Açıklamanın tamamı ise şu şekildeydi: “PKK; tarihin en yoğun şiddet yüzyılı olan 20. asrı, iki dünya savaşı, reel-sosyalizm ve dünya genelinde yaşanan soğuk savaş ortamları, Kürt realitesinin inkarı, başta ifade olmak üzere özgürlükler konusunda yasaklardan kaynaklı oluşan zeminde doğmuştur.
Teori, program, strateji ve taktik olarak yüzyılın reel-sosyalist sistem gerçeğinin ağır etkisinde kalmıştır. 1990’larda reel-sosyalizmin iç nedenlerle çöküşü ve ülkede kimlik inkarının çözülüşü, ifade özgürlüğünde sağlanan gelişmeler, PKK’nin anlam yoksunluğuna ve aşırı tekrara yol açmıştır. Dolayısıyla ömrünü benzerleri gibi tamamlamış ve feshini gerekli kılmıştır.

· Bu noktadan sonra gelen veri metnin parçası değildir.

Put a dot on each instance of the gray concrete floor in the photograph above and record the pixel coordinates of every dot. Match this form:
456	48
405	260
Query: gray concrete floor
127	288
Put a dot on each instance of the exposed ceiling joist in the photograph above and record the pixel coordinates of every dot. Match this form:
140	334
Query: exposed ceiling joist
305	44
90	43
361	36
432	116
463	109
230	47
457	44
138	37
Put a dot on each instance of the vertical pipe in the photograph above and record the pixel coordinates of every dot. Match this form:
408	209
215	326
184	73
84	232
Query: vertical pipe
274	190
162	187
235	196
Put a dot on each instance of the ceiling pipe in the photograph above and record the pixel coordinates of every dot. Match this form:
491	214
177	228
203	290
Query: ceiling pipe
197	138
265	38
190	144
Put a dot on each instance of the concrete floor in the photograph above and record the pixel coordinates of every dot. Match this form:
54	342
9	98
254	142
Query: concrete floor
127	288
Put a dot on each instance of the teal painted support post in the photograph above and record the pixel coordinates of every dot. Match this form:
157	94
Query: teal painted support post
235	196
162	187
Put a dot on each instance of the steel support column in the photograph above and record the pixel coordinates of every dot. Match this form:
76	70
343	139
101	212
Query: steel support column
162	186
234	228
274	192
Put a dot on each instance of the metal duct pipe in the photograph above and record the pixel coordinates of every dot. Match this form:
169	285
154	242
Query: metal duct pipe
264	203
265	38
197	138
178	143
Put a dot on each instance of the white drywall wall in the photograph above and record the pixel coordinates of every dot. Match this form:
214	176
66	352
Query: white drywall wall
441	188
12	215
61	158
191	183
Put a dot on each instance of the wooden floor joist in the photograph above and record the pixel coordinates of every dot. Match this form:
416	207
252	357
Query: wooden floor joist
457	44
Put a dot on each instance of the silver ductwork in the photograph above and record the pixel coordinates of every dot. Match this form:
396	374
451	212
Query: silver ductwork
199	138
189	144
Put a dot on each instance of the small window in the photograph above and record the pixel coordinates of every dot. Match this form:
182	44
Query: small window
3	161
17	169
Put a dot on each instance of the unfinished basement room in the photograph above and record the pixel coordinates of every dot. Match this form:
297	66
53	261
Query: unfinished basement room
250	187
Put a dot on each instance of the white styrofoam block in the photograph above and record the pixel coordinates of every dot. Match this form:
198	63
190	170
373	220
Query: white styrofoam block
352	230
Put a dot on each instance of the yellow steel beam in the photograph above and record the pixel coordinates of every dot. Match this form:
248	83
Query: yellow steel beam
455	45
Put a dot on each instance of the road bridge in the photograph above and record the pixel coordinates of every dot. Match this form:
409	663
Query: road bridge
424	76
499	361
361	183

Kürt-Türk ilişkileri; 1000 yılı aşan tarihler boyunca Türkler ve Kürtler, varlıklarını sürdürmek ve hegemonik güçlere karşı ayakta kalmak için gönüllülük yönü ağır basan, hep bir ittifak içinde kalmayı zorunlu görmüşlerdir. Kapitalist modernitenin son 200 yılı, bu ittifakı parçalamayı esas gaye edinmiştir.
Etkilenen güçler, sınıf temelleriyle birlikte buna hizmeti esas bellemişlerdir. Cumhuriyetin tek tipçi yorumlarıyla birlikte bu süreç hızlanmıştır. Günümüzde çok kırılgan hâl alan tarihsel ilişkiyi, kardeşlik ruhu içinde inançları da göz ardı etmeden yeniden düzenlemek esas görevdir. Demokratik toplum ihtiyacı kaçınılmazdır. Cumhuriyet tarihinin en uzun ve kapsamlı isyan ve şiddet hareketi olan PKK’nin; güç ve taban bulması, demokratik siyaset kanallarının kapalı olmasından kaynaklanmıştır.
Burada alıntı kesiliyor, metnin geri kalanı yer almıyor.